I am new to this forum, i found this site while doing my ground work for the visa process to Canada. I want to apply for visa on my own, i had a very bad experience going through a agent before. Could the senior members guide me through the process involved in applying for a Canadian Visa.

I would appreciate any kind of help given to me


----------



## EVHB (Feb 11, 2008)

What kind of visa do you want to apply for?


----------



## sachin1 (Mar 21, 2011)

EVHB said:


> What kind of visa do you want to apply for?


I am an IT professional with 7 years of experience, what Visa Class i fall under. Kindly anyone suggest me step by step process.


----------



## carlb (Feb 11, 2011)

sachin1 said:


> Hello All,
> 
> I am new to this forum, i found this site while doing my ground work for the visa process to Canada. I want to apply for visa on my own, i had a very bad experience going through a agent before. Could the senior members guide me through the process involved in applying for a Canadian Visa.
> 
> I would appreciate any kind of help given to me


You have been posting on the Australia forum since March 21st, why did it take so long to "find" this site? Have you given up on trying to immigrate to Australia? because your status still says Expat in Australia? just curious how serious you are about coming to Canada?


----------



## sachin1 (Mar 21, 2011)

carlb said:


> You have been posting on the Australia forum since March 21st, why did it take so long to "find" this site?
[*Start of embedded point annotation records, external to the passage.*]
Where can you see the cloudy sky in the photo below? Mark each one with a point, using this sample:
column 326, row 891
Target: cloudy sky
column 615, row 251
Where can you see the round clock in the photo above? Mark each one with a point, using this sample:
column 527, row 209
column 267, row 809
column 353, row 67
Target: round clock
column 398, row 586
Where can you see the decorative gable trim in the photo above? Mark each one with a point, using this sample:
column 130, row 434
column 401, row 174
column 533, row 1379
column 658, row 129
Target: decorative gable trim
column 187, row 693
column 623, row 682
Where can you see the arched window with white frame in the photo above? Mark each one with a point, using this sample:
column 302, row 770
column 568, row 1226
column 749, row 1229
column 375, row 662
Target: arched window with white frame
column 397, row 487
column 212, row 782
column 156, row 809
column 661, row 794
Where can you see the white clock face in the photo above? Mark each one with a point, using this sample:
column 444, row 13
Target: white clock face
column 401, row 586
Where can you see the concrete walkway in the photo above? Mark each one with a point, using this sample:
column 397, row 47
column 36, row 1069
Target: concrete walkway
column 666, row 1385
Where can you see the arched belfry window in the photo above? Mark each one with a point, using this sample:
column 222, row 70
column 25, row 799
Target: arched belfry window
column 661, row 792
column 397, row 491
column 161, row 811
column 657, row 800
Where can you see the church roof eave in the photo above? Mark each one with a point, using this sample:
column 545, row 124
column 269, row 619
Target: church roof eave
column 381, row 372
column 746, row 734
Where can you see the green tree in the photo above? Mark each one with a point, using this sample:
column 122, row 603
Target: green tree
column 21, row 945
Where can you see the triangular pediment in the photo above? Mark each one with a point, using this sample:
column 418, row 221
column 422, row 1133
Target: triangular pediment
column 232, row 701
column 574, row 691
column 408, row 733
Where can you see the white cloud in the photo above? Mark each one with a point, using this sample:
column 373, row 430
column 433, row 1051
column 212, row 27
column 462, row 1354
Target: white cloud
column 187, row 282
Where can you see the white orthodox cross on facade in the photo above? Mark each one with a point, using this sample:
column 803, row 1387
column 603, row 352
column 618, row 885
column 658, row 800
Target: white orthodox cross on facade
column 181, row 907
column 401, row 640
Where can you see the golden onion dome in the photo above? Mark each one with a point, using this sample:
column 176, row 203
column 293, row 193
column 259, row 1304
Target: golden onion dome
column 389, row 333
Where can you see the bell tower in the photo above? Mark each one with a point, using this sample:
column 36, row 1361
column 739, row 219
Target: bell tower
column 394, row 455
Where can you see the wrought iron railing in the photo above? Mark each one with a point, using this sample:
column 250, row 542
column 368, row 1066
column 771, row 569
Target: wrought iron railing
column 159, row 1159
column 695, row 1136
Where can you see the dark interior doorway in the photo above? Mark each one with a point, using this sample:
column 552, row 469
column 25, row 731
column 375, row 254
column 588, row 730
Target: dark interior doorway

Have you given up on trying to immigrate to Australia? because your status still says Expat in Australia? just curious how serious you are about coming to Canada?


Hi Carlb,

I mentioned i am new to this forum( new to Canada section of the forum) I started the Australian migration process in Jan 2011, since i have no chance of qualifying in the new point system due to my experience and low score in IELTS, i want to know my chances of migrating to Canada. I am very serious about moving to Canada. Kindly direct me towards the best possible visa options i have.


----------



## Jan74 (Jul 18, 2011)

IT professionals can only apply to Canada now under Québec process (so you'll need good French) or if you already have a job offer from a Canadian company.

Otherwise, you cannot apply.


----------